Washington Editor

Shares in Acorda Therapeutics Inc. rocketed by more than 282 percent Monday on positive findings from a Phase III study of Fampridine-SR in multiple sclerosis.

The Hawthorne, N.Y.-based company's stock (NASDAQ:ACOR) gained $6.28 to $8.50 because the drug enabled MS patients to walk with far less difficulty, a benefit that stands in stark contrast to existing MS therapies, none of which are labeled for aiding mobility.

"There is no treatment out there that is indicated to improve function," Acorda President and CEO Ron Cohen told BioWorld Today, noting that standard MS agents work by slowing disease progressions and lesions over time. "But they don't affirmatively improve any type of neurological function for the patients in real time."

He said a meeting with the FDA would be scheduled as soon as possible to discuss the program's next steps.

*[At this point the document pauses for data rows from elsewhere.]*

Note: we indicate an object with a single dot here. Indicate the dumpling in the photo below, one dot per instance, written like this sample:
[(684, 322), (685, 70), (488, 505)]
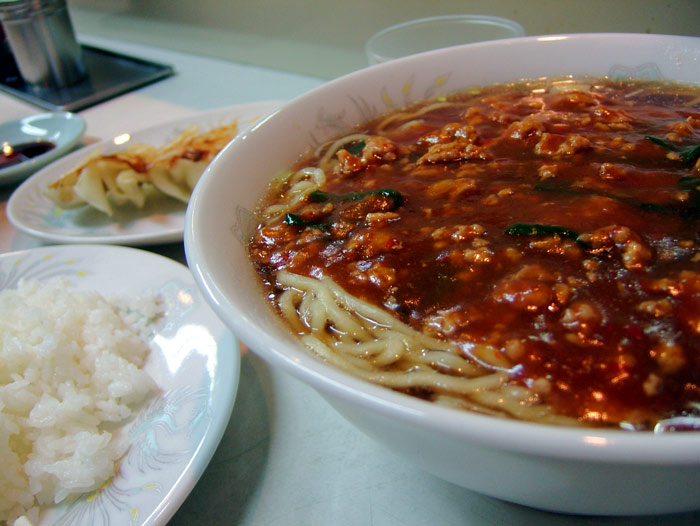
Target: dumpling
[(104, 181)]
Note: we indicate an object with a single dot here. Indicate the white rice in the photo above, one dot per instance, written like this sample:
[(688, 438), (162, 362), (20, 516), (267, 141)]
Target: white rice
[(70, 368)]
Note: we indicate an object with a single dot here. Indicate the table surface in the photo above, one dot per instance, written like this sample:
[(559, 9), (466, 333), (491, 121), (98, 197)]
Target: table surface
[(286, 457)]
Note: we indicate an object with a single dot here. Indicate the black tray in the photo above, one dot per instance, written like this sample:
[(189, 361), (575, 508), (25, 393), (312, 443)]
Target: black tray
[(108, 74)]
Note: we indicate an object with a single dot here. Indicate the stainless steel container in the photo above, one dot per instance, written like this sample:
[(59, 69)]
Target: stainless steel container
[(43, 42)]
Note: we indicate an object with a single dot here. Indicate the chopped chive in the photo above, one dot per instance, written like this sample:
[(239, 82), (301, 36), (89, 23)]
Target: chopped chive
[(319, 196), (534, 229)]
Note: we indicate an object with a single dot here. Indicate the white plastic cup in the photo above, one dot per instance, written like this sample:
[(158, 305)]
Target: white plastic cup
[(425, 34)]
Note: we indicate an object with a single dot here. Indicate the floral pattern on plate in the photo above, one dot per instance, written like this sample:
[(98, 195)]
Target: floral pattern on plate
[(194, 360)]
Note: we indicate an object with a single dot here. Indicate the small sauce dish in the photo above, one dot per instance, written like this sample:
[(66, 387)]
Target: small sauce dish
[(31, 142)]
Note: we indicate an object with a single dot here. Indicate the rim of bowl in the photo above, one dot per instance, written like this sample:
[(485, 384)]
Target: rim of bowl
[(586, 443)]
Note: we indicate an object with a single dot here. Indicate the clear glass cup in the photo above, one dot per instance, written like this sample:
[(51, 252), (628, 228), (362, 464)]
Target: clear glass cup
[(435, 32)]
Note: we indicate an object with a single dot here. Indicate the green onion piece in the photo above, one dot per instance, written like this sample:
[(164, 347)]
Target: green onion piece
[(319, 196), (297, 220), (355, 148), (688, 155), (534, 229)]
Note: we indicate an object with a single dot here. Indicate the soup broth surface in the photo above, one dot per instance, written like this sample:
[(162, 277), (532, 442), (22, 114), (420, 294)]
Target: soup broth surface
[(547, 231)]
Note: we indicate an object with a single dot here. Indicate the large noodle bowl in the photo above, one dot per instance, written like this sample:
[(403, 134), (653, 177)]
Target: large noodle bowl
[(528, 250)]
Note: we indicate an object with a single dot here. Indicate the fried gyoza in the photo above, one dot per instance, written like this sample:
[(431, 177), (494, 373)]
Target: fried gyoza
[(104, 180)]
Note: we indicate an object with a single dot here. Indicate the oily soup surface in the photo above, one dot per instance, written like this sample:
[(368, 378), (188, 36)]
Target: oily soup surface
[(548, 232)]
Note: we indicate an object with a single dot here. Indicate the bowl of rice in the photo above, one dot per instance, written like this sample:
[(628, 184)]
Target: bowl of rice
[(93, 409), (379, 239)]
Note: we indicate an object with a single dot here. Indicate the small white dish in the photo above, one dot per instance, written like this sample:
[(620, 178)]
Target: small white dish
[(160, 221), (194, 359), (62, 128)]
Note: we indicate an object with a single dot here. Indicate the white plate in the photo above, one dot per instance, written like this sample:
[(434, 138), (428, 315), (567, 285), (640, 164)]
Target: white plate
[(194, 360), (62, 128), (160, 221)]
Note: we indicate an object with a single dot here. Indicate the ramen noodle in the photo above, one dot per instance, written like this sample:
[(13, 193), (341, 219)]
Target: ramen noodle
[(529, 250)]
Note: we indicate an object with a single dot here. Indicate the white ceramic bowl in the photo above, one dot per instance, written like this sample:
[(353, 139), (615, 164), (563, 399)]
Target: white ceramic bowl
[(585, 471)]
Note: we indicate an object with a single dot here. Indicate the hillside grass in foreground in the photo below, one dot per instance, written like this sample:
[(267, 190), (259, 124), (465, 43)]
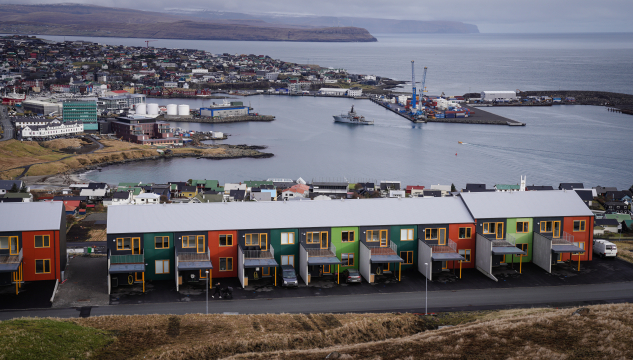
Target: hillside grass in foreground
[(49, 339)]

It's not yet clear whether another study could be in the offing, or if the agency would instead recommend filing on the data, which corroborate prior Phase II findings.

"We're going to take all the data we have and make the strongest case we know how regarding where we think we are and what we'd like to be able to do," Cohen said. "We'll see what they say and follow their guidance."

Joel Sendek, an analyst at Lazard Capital Markets LLC in New York, predicted a "higher probability of an accelerated regulatory pathway" for the product, which has orphan drug status. It works by helping electrical signals pass through damaged myelin.

If approved, Fampridine-SR would become the first product indicated for improving a functional ability and could "represent a new way" to treat the condition, Cohen said. The drug, a sustained-release tablet formulation of 4-aminopyridine or 4-AP, achieved statistical significance on all three efficacy criteria laid out in a special protocol assessment by the FDA.

Of note, 34.8 percent of people taking Fampridine-SR had improved walking speed, compared to 8.3 percent for those on placebo as measured by the Timed 25-Foot Walk, the study's primary outcome (p<0.001). That effect was maintained throughout the 14-week treatment period (p<0.001), and also there was an improvement in the 12-item MS Walking Scale for walking responders vs. non-responders (p<0.001).

"If you are a timed-walk responder," Cohen explained, "you also are statistically likely to say, blindly, that your walking is better at home. Your activities of daily life are better, and you've improved, clinically."

The average increase in walking speed over the treatment period compared to baseline was 25.2 percent among Fampridine-SR vs. 4.7 percent for the placebo group. Increased response rate on the Timed 25-Foot Walk was seen across all four major types of MS: primary-progressive, secondary-progressive, relapsing-remitting and progressive-relapsing. In addition, statistically significant increases in leg strength were seen in both the Fampridine-SR timed-walk responders (p<0.001) and the Fampridine-SR timed-walk non-responders (p=0.046) compared to placebo.

"It is possible to get discreet improvements," Cohen said, "depending on where your lesions are, as an individual, and what the drug is able to restore."

Worldwide, about 80 percent of MS patients have difficulty walking. Acorda plans to market the drug on its own in the U.S., where there is an overlap among prescribers its sales team already reaches with the spasticity drug Zanaflex (tizanidine), and find a European partner for regulatory and commercialization efforts there.

"We believe the Fampridine-SR would be a well accepted, complementary therapy to existing MS drugs," Sendek wrote in a research note in which he increased the stock's price target to $14, "with peak sales potential over $300 million."

The company is expected to price the product anywhere between $2,000 and $20,000 per year, depending on where the drug fits into today's treatment paradigm.

Among side effects, one patient had a seizure that was observed during an occurrence of sepsis associated with a urinary tract infection. While Acorda acknowledges that the risk of seizures increases with higher doses of Fampridine-SR, it's unclear whether it caused that one. Doses ranged from 10 mg, 15 mg and 20 mg, and a previous study tested up to 40 mg of the drug.

The trial enrolled 301 patients in the U.S. and Canada, all of whom were between 18 and 70 years old. Of them, 229 were randomized to 14 weeks of Fampridine-SR treatment, the remainder received placebo, and all were permitted to remain on a stable regimen of their current medications, including interferons. The company intends to present comprehensive data at an upcoming medical meeting.

Down the road, Acorda might again examine the drug's potential in spinal cord injury patients, an indication in which it missed in a previous Phase III study. In fact, it could find use in any condition characterized by myelin sheath damage, such as improving conduction in peripheral neuropathies.